Inhalt
Leonie macht, was viele Mädchen in ihrem Alter tun: zur Schule gehen, Fußball spielen, sich schminken oder stolz die neuen Sneaker präsentieren. Eine normale 14-Jährige also. Könnte man denken. Soll man auch denken. Denn Authentizität ist der Schlüssel zum Erfolg, wenn man wie die Berlinerin als Influencerin auf Social-Media-Kanälen scheinbar beiläufig Produkte großer Marken in die Kamera hält und damit viel Geld verdient. Über eine Million Follower und Followerinnen versorgt die Berlinerin unter dem Namen „leoobalys“ auf Instagram, TikTok & Co ständig mit Bildern, Stories und Videos und gibt Einblicke in ihr vermeintlich echtes Leben. Eine, die ihr folgt, ist die 13-jährige Melanie aus Bad Tölz, für die Leonie „die Schönste, die Lustigste, die Coolste“ ist. Sie hat eine Fan-Page gegründet und verbringt bis zu 17 Stunden täglich am Handy. Ihr größter Wunsch ist es, ihr Idol persönlich zu treffen.

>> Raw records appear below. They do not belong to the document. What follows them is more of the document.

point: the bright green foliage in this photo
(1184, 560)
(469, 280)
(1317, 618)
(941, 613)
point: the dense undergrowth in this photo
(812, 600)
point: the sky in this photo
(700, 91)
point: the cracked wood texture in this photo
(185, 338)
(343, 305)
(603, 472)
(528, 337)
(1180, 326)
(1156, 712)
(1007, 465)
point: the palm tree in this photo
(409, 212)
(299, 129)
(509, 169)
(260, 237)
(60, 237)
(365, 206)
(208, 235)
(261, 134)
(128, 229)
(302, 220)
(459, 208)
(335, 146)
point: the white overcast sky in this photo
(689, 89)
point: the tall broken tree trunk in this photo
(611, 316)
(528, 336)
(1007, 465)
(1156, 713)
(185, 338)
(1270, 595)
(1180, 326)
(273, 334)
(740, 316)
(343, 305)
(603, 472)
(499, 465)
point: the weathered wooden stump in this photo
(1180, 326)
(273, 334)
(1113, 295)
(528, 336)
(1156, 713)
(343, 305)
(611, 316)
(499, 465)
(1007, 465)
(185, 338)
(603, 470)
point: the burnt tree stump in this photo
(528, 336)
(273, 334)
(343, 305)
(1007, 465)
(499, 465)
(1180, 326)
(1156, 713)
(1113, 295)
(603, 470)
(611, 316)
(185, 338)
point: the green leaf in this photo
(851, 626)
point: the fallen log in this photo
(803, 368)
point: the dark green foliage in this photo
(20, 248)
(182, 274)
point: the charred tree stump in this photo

Aber ist Leonies Leben wirklich so unbeschwert und begehrenswert, wie sie es ihren Fans präsentiert?
Umsetzung
„Es war einmal …“ – Als Märchen von einem Mädchen mit „einem schwarzen Spiegel“ rahmt eine Erzählerin aus dem Off Leonies Geschichte – ein Kunstgriff, mit dem die Dokumentarfilmerin Susanne Regina Meures (RAVING IRAN, 2016) einen Moment der Distanzierung ermöglicht. Vier Jahre lang hat sie die junge Influencerin begleitet. Die Kamera ist dabei, wenn Leonie für Beiträge posiert, Fans umarmt oder ihren Vater, der sie managt, annörgelt. Deutlich wird, wieviel Arbeit das Mädchen in die Illusion eines alltäglichen Teenagerlebens investiert. Der Druck, immer Content produzieren zu müssen, bestimmt Tagesablauf und Familienleben und führt zunehmend zu Stress. Das Geschehen wird von Leonie und ihren Eltern selbst erläutert, ein einordnender Kommentar fehlt. Nur Schrifttafeln liefern Hintergrundinformationen – allerdings ohne Quellenangaben. Leonie gegenübergestellt ist Melanie, die wie verliebt wirkt, wenn sie von ihrem Vorbild spricht, aber schließlich ihren eigenen Weg finden wird. Auffällig ist der wiederkehrende Einsatz sakraler Gesänge. Sie sollen, so die Regisseurin, das Publikum „mit der religiösen Qualität des Themas, mit der Sehnsucht nach Zugehörigkeit“ verbinden.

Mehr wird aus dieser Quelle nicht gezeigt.